The Bahamas is a collection of small Caribbean islands, with an economy that revolves around tourism. As such, they're both producers of waste, and the recipients of garbage from richer countries that washes up on its shores. 

"I realized the narrative of locals polluting the beaches wasn't entirely true because you could go to any isolated beach in the country and it would just be slammed with different types of plastic and other marine debris that washed in from a foreign source. And that's when I realized that we had a big problem," she said. 

These young people who are from the Bahamas, whose voices are often unheard, they finally get a seat at the table.- Kristal Ambrose, Bahamas Plastic Movement 

At the core of the Bahamas Plastic Movement is youth activism. Through her Junior Plastic Warriors summer program, Ambrose started engaging Bahamian kids.

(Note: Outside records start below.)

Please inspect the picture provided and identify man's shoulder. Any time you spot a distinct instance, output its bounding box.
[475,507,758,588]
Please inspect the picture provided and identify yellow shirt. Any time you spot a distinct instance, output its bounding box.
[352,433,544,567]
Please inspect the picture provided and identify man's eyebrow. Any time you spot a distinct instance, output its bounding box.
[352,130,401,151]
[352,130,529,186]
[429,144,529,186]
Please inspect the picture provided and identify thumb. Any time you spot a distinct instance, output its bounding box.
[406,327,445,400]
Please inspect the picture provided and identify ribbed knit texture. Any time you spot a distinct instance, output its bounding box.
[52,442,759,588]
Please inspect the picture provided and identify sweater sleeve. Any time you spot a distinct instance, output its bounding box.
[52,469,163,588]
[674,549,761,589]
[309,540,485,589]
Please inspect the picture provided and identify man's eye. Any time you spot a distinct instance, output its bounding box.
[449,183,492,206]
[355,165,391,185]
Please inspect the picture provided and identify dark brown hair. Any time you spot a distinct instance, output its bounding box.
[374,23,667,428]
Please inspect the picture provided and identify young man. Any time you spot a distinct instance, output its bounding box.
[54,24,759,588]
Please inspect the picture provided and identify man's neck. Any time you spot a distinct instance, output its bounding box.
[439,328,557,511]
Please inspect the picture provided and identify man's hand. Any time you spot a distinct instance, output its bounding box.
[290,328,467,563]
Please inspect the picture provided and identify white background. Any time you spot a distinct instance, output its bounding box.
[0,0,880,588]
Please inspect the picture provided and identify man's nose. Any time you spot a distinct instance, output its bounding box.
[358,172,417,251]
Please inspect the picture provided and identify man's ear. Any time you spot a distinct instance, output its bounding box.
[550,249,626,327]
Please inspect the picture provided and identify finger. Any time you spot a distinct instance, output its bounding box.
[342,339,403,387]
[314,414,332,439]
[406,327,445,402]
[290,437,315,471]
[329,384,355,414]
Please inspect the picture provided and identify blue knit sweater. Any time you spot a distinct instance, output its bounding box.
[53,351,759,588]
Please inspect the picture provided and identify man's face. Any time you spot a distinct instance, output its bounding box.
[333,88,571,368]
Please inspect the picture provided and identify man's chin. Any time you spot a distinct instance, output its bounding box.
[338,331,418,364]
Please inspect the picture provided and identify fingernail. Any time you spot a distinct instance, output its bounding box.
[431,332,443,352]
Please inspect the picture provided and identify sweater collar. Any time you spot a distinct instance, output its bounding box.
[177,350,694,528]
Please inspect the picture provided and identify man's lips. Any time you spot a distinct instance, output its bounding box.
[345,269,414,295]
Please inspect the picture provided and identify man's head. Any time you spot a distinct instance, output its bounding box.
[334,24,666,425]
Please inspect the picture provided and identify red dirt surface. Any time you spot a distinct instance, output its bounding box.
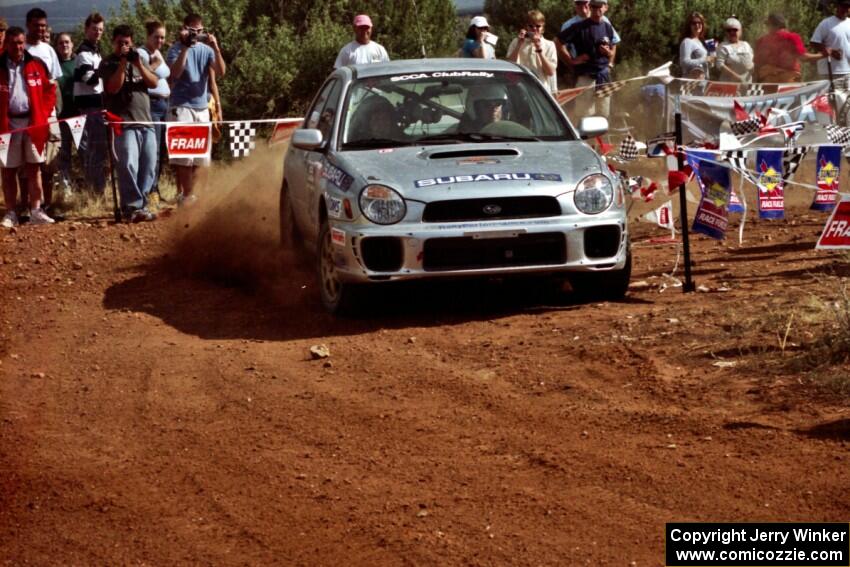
[0,158,850,565]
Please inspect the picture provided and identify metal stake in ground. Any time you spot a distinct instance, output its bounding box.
[104,122,121,223]
[676,112,696,293]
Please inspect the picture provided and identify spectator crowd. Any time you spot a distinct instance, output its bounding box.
[0,0,850,227]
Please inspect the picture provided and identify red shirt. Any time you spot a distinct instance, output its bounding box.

"It was just like a big think-tank where we would go and do the scientific research in the ocean to quantify plastic out there. We were on the beach looking at the impacts. We were dissecting the stomachs of fish and seeing the impacts there. And as we went through the program, we did the education in the community, we did the citizen science. And then we started working on the policy change," she said.

In 2018, Ambrose and the kids marched in the streets banging on pots and pans, demanding the country ban single-use plastics. The group was eventually granted a meeting with the environment minister, and Ambrose was involved in drafting the Bahama's legislation to ban single-use plastics, which came into effect this year.

Ambrose, kneeling front left, and some of the children involved in the Bahamas Plastic Movement. (Bahamas Plastic Movement)

"These young people who are from the Bahamas, whose voices are often unheard, they finally get a seat at the table," she said. "So for them, they felt heard and seen and proud to be a part of history, you know, something historic."

And the children inspire her in turn, she said. 

"When I'm at my lowest, you know, I get a call saying, 'Miss Kristal, I have an idea. We should do this, Miss Kristal,'" she said. 

"They are the ones that keep me going, and they're the ones that remind me that more than anything, this isn't just my fight, you know, this is our fight, and that I'm not in this alone."